Я выбираюсь на кольцевую дорогу и не спеша наворачиваю километры — все больше лесом, то сосновым, то смешанным, и лес этот, представляется мне, если и не впал в кому, то, по меньшей мере, пребывает в глубоком обмороке: он по пояс занесен снегом, недвижим, безмолвен. Четвертое время года, четвертое время жизни. Только в природе все возвращается на круги своя, тогда как в жизни нет. А если и возвращается, мы, люди, никогда об этом не узнаем…
У одной из лесных развилок я останавливаюсь, выхожу из машины и вдыхаю колючий морозный воздух. Нужно бы закутать шарфом горло, но руки не поднимаются: неосторожным движением я опасаюсь вспугнуть удивительную тишину. Ведь здесь так тихо и покойно, что кажется — слышен шорох ниспадающего с высоты снега. А в неширокой сосновой просеке снежинки и подавно зависли, точно клочки ваты из далекого детства — на невидимых капроновых ниточках.
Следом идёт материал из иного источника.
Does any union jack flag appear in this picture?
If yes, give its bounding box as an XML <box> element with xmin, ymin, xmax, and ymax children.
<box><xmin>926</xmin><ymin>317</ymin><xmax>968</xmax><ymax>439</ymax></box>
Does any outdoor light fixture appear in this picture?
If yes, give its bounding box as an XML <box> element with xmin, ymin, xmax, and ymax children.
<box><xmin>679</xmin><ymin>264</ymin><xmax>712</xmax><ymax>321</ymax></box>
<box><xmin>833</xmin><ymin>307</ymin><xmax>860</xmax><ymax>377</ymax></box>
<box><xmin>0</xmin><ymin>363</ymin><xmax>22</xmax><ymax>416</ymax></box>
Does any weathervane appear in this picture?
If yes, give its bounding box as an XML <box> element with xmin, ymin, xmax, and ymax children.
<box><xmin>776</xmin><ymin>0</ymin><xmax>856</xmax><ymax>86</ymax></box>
«Скоро Новый год, — думаю я, — а никакого ожидания праздника в душе, как было когда-то! Не хочется ни елки, ни подготовительной суеты, ни пустых надежд, что с первого января жизнь обязательно переменится в лучшую сторону. Хочется покоя — и только. А это уже распоряжается старость: готовит лежбище для увядания и тихой смерти. Но вот мать — она не желала доживать тихо. И тогда судьба преподнесла ей внезапность…»
Я возвращаюсь в город с противоположной стороны кольца, по тягучему, утыканному светофорами проспекту. Что-то подталкивает меня приехать в госпиталь пораньше, что-то на уровне неясного предчувствия, и я, сколько могу, ускоряю бег автомобиля на раскатанной скользкой дороге. Хмурая гардеробщица с недовольной миной выдает мне халат, я натягиваю на башмаки хилые полиэтиленовые бахилы и поднимаюсь на второй этаж. Но здесь все по-прежнему: сестра-сиделка, летучей мышью прошелестевшая мимо меня в соседнюю палату, отгороженная шторкой кровать, хриплое дыхание, доносящееся из-за шторки. И только одно, непредвиденное и такое желанное, заставляет меня замереть в дверном проеме: Дашенька?!
На звук шагов жена поворачивается от окна и неотступно смотрит, пока я собираюсь с духом и иду к ней на негнущихся ногах через огромное, непреодолимое пространство палаты. У нее усталый взгляд, на шее и вокруг глаз обозначились морщинки, и вся она как бы подобралась, исхудала, потемнела лицом.
— Как ты здесь? — чтобы не выдать себя голосом, невнятно бормочу я и летуче целую жену в висок.
— Синицын позвонил. Сказал, что тебе плохо.
— Мне хорошо. Вот кому плохо… — я указываю на больничную койку и тут же отворачиваюсь к окну, чтобы не разглядела опрокинутых глаз и не стала меня жалеть: кому нужна жалость, если она без любви!
Но Даша молчит. Она садится на табурет у окна, выставляет локоть на подоконник и подпирает кулачком щеку. Так проходит минута, другая, и я не выдерживаю — краем глаза смотрю на пробор в ее волосах, на бледную скулу, на серьгу с крохотным бриллиантом в мочке уха. Как мне хочется встряхнуть ее, прижать к груди, прикоснуться губами к этой скуле!